I'll try the upgrade and see what happens (post to follow later). I don't see anything in the release notes that would explain this, but can't hurt to check.

As for the batch size, it used to be at the default of 1K with the same issues. I increased it to 50K hoping it could do a bigger disk write at one time as opposed to lots of small writes; again, not knowing the internals or being able to see what's happening, I was grasping at straws. But, I'll reduce it for the test.

Attached is the explained plan (looks pretty clean to me).

(Massung) #8

After upgrading from 3.5.1 to 3.5.3, the same set of part files took only 25 minutes to fully upload.

During that time period there were 3 checkpoints that triggered and the CPU and IOPS profiles looked exactly as I would have expected them to.

It would be nice to know what - exactly - from 3.5.2 or 3.5.3 fixed this issue (otherwise I'm left wondering if it's just a one-off success from the server having been restarted), but so far I'm very pleased with the results. I'm going to let it run over night uploading more of the data and see how it does.

Update

It's definitely doing better than it was, but still has periods of complete flat-lining. It appears to recover, but each checkpoint appears to - on average - be a 15 to 20 minute affair before concurrency and "processing" picks back up.

I would fully expect that it would be reading, loading, and processing as much in RAM as possible up to the checkpoint, which would mean little-to-no disk access and good CPU usage. When the checkpoint hits, write IOPS should jump and CPU should lower until the checkpoint is complete. And that seems to play out. But, again, once it appears that the checkpoint has completed (signaled by writes dropping back to near 0 MB/s), the processing of the LOAD CSV (and any other queries) fail to pick back up again, and this is where the concern lay.

Again, 3.5.3 seems to improve things, it's just not where I would expect it to be.

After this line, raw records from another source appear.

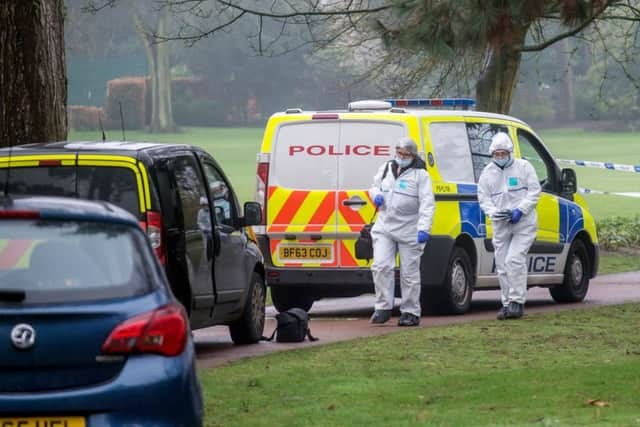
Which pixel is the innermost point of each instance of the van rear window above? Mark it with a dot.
(332, 155)
(111, 184)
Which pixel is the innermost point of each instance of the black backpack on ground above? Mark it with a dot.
(293, 326)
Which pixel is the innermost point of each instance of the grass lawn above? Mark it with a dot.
(543, 370)
(622, 148)
(615, 262)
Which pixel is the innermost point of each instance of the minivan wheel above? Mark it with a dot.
(250, 327)
(454, 296)
(576, 276)
(285, 298)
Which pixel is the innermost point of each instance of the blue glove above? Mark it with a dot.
(423, 236)
(516, 214)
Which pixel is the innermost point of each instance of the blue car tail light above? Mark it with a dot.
(162, 331)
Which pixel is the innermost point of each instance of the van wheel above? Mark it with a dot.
(250, 327)
(454, 296)
(285, 298)
(576, 276)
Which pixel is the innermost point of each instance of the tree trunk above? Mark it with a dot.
(499, 74)
(33, 82)
(569, 99)
(160, 76)
(163, 64)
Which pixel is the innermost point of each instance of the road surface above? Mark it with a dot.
(343, 319)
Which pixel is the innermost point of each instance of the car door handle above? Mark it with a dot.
(357, 202)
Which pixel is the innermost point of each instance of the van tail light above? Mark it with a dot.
(261, 188)
(162, 331)
(154, 234)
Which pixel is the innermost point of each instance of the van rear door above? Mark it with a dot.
(365, 145)
(301, 207)
(318, 198)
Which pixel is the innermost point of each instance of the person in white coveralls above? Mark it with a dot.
(508, 192)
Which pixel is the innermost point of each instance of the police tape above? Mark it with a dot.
(601, 165)
(609, 193)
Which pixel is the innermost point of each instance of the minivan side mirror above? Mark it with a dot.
(569, 181)
(252, 213)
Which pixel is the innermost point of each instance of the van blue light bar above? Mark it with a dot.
(432, 102)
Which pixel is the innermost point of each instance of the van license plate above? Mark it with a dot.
(43, 421)
(305, 252)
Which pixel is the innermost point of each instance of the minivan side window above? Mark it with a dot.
(531, 149)
(221, 196)
(451, 148)
(480, 135)
(462, 149)
(192, 193)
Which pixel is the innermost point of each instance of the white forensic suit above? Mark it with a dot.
(514, 187)
(408, 208)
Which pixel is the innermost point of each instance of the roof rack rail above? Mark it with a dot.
(369, 104)
(464, 103)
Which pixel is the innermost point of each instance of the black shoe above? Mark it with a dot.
(380, 316)
(408, 319)
(515, 310)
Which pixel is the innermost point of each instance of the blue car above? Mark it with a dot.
(90, 333)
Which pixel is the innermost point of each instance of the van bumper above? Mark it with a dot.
(347, 282)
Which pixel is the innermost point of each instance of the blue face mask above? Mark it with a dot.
(403, 163)
(503, 162)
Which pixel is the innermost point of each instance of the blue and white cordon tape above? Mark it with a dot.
(601, 165)
(609, 193)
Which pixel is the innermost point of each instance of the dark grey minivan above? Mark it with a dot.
(184, 202)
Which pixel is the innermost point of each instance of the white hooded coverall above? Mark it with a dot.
(408, 208)
(515, 186)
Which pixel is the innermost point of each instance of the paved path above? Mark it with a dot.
(343, 319)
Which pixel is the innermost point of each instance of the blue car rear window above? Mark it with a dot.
(111, 184)
(56, 261)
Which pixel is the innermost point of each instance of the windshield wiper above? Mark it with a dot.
(12, 295)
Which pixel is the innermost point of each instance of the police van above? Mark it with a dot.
(315, 169)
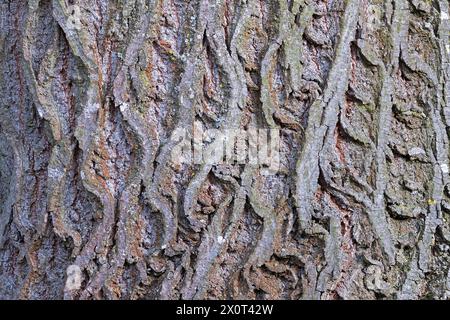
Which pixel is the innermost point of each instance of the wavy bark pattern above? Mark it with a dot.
(359, 90)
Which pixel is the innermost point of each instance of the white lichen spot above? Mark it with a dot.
(74, 278)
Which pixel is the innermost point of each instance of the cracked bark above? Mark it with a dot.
(359, 90)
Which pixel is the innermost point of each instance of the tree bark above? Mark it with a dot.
(94, 205)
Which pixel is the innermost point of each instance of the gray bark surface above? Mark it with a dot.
(93, 207)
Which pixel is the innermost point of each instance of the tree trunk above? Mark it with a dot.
(96, 204)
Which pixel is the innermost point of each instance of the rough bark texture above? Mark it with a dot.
(91, 92)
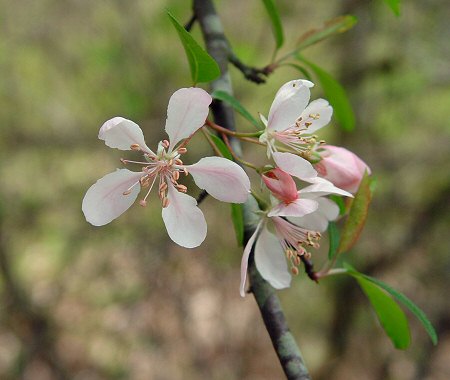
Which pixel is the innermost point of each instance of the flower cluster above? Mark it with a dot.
(301, 173)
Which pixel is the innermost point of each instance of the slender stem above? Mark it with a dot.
(226, 131)
(211, 142)
(283, 341)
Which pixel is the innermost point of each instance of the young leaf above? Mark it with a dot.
(237, 216)
(203, 67)
(277, 27)
(394, 5)
(238, 107)
(357, 215)
(237, 212)
(332, 27)
(418, 313)
(336, 96)
(390, 315)
(301, 69)
(333, 236)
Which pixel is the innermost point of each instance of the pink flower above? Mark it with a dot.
(113, 194)
(292, 121)
(342, 167)
(287, 230)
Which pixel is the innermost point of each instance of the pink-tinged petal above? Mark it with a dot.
(290, 100)
(281, 185)
(121, 133)
(318, 114)
(244, 260)
(184, 221)
(300, 207)
(294, 165)
(187, 112)
(270, 260)
(104, 201)
(223, 179)
(318, 220)
(320, 187)
(342, 167)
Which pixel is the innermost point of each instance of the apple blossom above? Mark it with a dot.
(292, 121)
(113, 194)
(289, 227)
(342, 167)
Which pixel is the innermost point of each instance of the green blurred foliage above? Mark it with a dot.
(122, 301)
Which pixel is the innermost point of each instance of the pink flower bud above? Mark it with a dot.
(281, 185)
(341, 167)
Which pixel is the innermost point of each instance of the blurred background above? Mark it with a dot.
(123, 301)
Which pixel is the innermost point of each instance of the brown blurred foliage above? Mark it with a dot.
(124, 302)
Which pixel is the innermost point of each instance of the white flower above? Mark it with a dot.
(113, 194)
(292, 121)
(289, 228)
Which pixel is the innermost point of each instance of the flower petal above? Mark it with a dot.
(104, 201)
(187, 112)
(318, 220)
(223, 179)
(294, 165)
(184, 221)
(290, 100)
(318, 114)
(245, 256)
(270, 260)
(121, 133)
(299, 207)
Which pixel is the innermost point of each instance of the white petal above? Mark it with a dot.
(319, 107)
(318, 220)
(187, 112)
(290, 100)
(321, 186)
(299, 207)
(270, 260)
(223, 179)
(104, 201)
(121, 133)
(294, 165)
(244, 260)
(184, 221)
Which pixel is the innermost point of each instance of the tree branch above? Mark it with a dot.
(283, 342)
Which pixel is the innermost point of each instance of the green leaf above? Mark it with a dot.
(390, 315)
(237, 216)
(332, 27)
(221, 146)
(411, 306)
(233, 102)
(277, 27)
(333, 236)
(237, 212)
(300, 69)
(394, 5)
(336, 96)
(203, 67)
(357, 215)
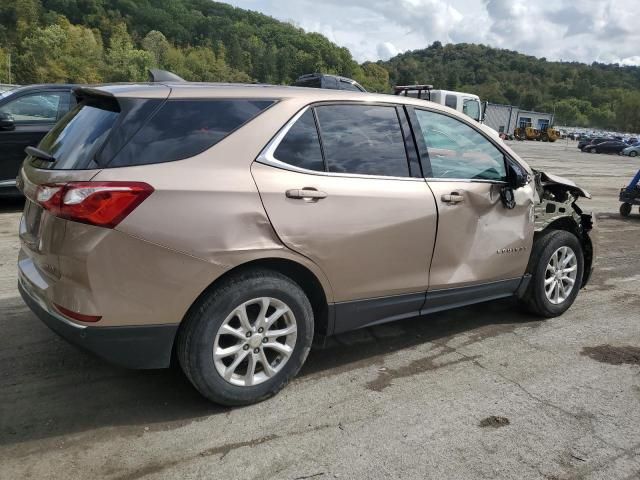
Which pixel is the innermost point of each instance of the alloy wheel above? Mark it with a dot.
(560, 275)
(255, 341)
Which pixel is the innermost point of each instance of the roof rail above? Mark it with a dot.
(157, 75)
(418, 89)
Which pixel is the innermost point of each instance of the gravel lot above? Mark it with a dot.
(482, 392)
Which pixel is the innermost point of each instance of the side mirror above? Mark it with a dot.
(517, 176)
(7, 122)
(485, 104)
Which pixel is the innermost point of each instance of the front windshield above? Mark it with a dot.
(472, 109)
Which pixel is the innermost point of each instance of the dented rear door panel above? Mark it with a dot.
(479, 240)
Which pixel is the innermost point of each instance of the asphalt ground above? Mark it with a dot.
(480, 392)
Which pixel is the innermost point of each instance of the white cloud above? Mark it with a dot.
(386, 50)
(586, 31)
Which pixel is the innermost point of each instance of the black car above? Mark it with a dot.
(334, 82)
(26, 115)
(609, 146)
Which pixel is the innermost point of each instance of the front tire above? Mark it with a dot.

And I would still very much like to know what what addressed (in 3.5.2 or 3.5.3) that improved things. Mostly because I need to prove to myself that this isn't going to pop up again as a major roadblock in the future once we've started loading 10x the amount of data.

Thanks!

(Tonny008) #9

3.5.4 still has this problem. I use periodic.iterate Load CSV to daily update neo4j. the cypher is very simple. as the loaded data increase the checkpoint time increase, it could take hours per checkpoint. and then the server become unresponsive.